Visakhapatnam: State Information Commissioner Lam Thanthiya Kumari fumed at all those officials who were frequently pin-pointing the nature and scope of Right To Information (RTI) Act and criticism against information sought by consumers, instead of honouring the Act as a ‘boon’ for citizens to get correct information.
The Commissioner was addressing a large gathering of students, teachers and RTI activists at a two-day UGC national workshop on ‘Awareness and interaction on RTI Act’ organised by the 153-year-old Mrs AVN College here on Thursday. In her inaugural address, she thundered why so many authorities without respecting the RTI Act on par with other Acts in force, often criticise the information sought by consumers as ‘most vague and age old.’
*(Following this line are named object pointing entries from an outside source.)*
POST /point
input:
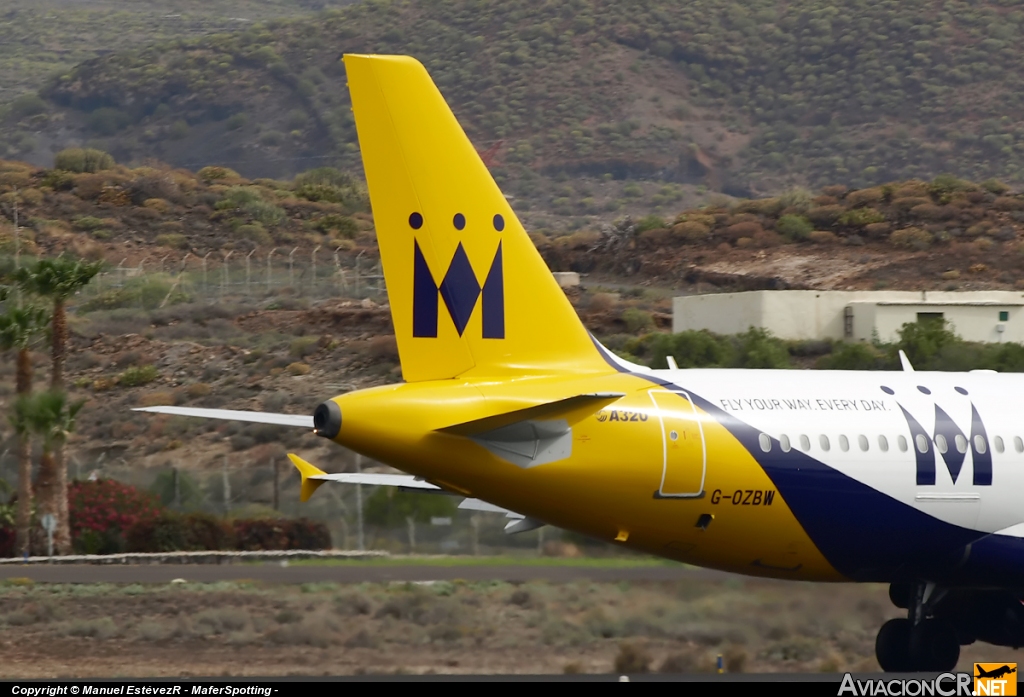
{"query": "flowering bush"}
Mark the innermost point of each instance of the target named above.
(102, 511)
(175, 532)
(6, 541)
Stating that nobody questions the nature of other Acts which are in force except RTI Act, the Commissioner asked the authorities to first learn to respect the RTI Act adding that there is nothing wrong in seeking even the age old known facts. “We are honouring you the officials heading the departments by designating you as Appellate Authority and RTI PRO but you people never respect the Act which is wrong on your part,” she maintained.
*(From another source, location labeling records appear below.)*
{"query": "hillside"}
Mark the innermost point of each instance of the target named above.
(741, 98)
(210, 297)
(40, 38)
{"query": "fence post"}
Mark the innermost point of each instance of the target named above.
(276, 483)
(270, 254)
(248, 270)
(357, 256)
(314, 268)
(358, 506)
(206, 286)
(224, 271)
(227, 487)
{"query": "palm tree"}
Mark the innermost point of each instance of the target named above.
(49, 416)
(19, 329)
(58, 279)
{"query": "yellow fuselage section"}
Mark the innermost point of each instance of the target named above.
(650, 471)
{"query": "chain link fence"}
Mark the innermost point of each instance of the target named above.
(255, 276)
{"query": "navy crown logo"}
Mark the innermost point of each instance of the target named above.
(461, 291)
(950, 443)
Indirectly pointing out that the critical observation made by the Andhra University Registrar Prof. K Rama Mohana Rao that an applicant had asked him to provide information of how many students had passed so far since 1940 in all streams from Andhra University and how many had secured first class and second class, the Commissioner has sharply reacted and questioned what was wrong in asking such information. She said that a parent might have been interested in knowing the functioning of the university in terms of its success rate and there are about 1,100 cases kept pending only with regard to examination papers of various universities.
“There are so many cases with us that a student is shown failed with minimum marks in a subject but after revaluation, the same candidate secures more than 70 marks. How has it happened?” she asked.
When the Appellate authorities failed to provide information sought for the benefit of students there is every possibility of them becoming criminals, she cautioned. Without burdening the university Vice Chancellor or Registrar, the varsity can appoint a PRO exclusively to attend to the RTI work and many educational institutions have not even displayed boards of the Act which is mandatory, she added.